Leyland saying that might have been at least a bit self-serving, potentially softening the reaction of fans if it happens, but nonetheless, it might have been a warning.

"You know what? That would be good for a controversial discussion," Leyland said on Thursday. "If I give him a day off and I rest him, everybody will say, 'How can you do that in a pennant race?' But you know what? If I have to do it, I have to do it. And I don't know that I'll have to do it.

"I'm not going to do anything stupid. I mean, look at the lineups. Look at them all over baseball. Guys get days off. If you have to give a guy a day off, I mean, I'm not going to put a guy out there that's hurt and can't perform. If it means [giving] him a day, if it means two days, you give it until the kid's right."

Leyland sees similarities between Trout, Fidrych

DETROIT -- Jim Leyland managed Mark Fidrych in the Tigers' farm system in the 1970s, and he watched a Fidrych game as a fan at Tiger Stadium during the right-hander's magical 1976 rookie season. So when he talks about the phenomenon that "The Bird" created, he knows it from experience.

He sees some of the same reaction over Angels wunderkind Mike Trout.

"This is a little exaggeration, because it's a different type of admiration, but this is a Mark Fidrych-type thing," Leyland said about fan reaction. "Here's this young kid, and everybody's paying attention to him. It's great for the game."

Leyland noted that there's an influx of young players making an impact this year, citing Blue Jays third baseman Brett Lawrie before he was injured, plus others. That type of infusion with new faces, he said, can be good for the game.

From a publicity standpoint, Fidrych might be a fitting comparison. From a talent and impact standpoint, the last 20-year-old to make that big of a splash might be Miguel Cabrera, whose rookie season with the 2003 Marlins ended in a World Series title.

When asked if Trout's rookie season reminded him of his own, Cabrera said, "He's better."

Berry making the most of chances to steal

DETROIT -- Stealing bases in a blowout game with the outcome decided is one thing, manager Jim Leyland likes to say. Stealing them in a close game is another.

Stealing bases when everyone expects it is yet another.

That's what Quintin Berry did on Thursday in the 11th inning with the score tied, as the pickoff throws and pitchout preceding the steal proved.

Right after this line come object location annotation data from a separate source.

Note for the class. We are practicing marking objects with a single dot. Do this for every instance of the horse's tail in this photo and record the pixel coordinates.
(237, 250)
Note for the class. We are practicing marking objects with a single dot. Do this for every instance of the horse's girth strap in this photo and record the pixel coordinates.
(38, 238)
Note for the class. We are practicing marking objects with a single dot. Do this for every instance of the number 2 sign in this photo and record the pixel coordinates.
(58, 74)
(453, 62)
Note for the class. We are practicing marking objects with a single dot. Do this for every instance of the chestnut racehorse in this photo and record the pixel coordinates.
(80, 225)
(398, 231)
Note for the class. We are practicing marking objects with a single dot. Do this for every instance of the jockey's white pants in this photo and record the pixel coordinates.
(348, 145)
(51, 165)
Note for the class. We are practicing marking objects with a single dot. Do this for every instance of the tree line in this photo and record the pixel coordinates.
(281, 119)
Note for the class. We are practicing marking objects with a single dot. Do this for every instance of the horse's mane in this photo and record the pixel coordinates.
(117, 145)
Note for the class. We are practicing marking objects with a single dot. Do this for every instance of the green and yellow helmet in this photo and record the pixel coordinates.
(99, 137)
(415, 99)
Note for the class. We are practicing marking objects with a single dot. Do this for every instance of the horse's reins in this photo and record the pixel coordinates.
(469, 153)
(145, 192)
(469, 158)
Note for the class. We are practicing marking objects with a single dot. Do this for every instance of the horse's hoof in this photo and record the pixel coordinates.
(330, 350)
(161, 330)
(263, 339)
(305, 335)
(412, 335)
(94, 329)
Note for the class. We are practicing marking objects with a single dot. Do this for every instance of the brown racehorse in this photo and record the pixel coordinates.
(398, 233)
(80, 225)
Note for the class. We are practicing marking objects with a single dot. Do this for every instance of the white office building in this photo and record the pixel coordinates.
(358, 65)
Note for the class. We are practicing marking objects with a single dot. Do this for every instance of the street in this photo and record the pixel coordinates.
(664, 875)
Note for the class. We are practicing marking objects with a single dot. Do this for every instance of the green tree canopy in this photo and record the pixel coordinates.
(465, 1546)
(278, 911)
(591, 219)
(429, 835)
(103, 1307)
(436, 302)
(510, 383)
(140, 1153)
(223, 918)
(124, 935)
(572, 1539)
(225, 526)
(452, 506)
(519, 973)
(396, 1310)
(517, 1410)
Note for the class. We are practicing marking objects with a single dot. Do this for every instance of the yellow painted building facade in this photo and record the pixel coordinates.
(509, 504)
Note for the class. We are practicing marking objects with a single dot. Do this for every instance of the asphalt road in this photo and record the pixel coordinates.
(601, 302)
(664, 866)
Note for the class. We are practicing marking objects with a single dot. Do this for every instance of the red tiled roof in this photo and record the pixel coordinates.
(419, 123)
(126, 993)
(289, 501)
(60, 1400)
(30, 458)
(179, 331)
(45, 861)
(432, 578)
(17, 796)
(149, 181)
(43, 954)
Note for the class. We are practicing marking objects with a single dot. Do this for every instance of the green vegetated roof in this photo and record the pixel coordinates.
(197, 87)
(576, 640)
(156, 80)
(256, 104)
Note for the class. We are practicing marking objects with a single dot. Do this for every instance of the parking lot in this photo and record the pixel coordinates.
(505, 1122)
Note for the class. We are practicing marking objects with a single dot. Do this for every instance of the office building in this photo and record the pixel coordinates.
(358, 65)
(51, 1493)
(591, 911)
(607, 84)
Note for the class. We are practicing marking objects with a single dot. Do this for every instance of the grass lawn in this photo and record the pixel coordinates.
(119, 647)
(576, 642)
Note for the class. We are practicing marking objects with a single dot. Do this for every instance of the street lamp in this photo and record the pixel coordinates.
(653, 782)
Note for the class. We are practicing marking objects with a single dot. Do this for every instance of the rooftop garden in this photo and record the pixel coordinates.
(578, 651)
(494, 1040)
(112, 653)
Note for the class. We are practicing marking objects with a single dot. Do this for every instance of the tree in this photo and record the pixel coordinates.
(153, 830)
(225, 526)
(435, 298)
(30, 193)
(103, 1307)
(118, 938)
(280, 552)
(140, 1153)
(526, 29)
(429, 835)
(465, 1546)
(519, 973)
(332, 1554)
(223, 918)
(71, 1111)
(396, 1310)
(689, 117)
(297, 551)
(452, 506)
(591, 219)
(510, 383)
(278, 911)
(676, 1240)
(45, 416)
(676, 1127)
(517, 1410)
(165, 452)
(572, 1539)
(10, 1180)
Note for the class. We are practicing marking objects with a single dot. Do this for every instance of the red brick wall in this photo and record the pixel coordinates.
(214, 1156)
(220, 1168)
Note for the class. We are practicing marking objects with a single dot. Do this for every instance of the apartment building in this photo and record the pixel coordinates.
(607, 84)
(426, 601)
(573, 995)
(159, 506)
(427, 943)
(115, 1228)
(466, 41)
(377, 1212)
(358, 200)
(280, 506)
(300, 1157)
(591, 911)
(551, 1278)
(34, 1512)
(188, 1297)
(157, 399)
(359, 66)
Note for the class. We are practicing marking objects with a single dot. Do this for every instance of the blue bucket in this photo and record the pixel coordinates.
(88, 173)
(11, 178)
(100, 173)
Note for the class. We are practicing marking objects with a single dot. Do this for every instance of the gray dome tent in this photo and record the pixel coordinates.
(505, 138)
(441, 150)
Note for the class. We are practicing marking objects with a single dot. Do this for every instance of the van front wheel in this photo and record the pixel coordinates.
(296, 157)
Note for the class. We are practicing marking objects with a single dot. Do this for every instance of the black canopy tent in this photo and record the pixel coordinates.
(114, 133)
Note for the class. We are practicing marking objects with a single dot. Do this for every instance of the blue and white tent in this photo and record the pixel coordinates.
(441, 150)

"It's tough," Berry said on Thursday, "but you've got to take those little windows that you get. I'm going to give everything that I got. I'm not playing every day, so I've got a lot of energy built up, so I'm going to try to put all that into one play for them. I'm just glad we were able to get it."

Berry had entered the game as a pinch-runner. Whether that becomes a primary role for him, especially now that Andy Dirks is getting the vast majority of starts in left field against right-handed pitching, remains to be seen, but it would certainly be playing to a strength.

So far Berry is 17-for-17 stealing bases in the big leagues. Five of those stolen bases have come in the seventh inning or later in either a one-run game, tied contest or with the tying run on deck, according to baseball-reference.com.

Quick hits

• Major League Baseball handed Minor League outfielder Darren Driggers a 50-game suspension without pay on Friday after he tested positive for a metabolite of Drostanolone. Driggers, a 22nd-round selection in this year's Draft, had been playing in the rookie Gulf Coast League.

• Justin Verlander will not get an extra day of rest before his next start. With Monday's off-day, he'll be bumped ahead of Anibal Sanchez to start Tuesday's series opener in Kansas City. That will put him in line to face the White Sox next Sunday night in what will probably be a showdown with fellow American League Cy Young contender Chris Sale.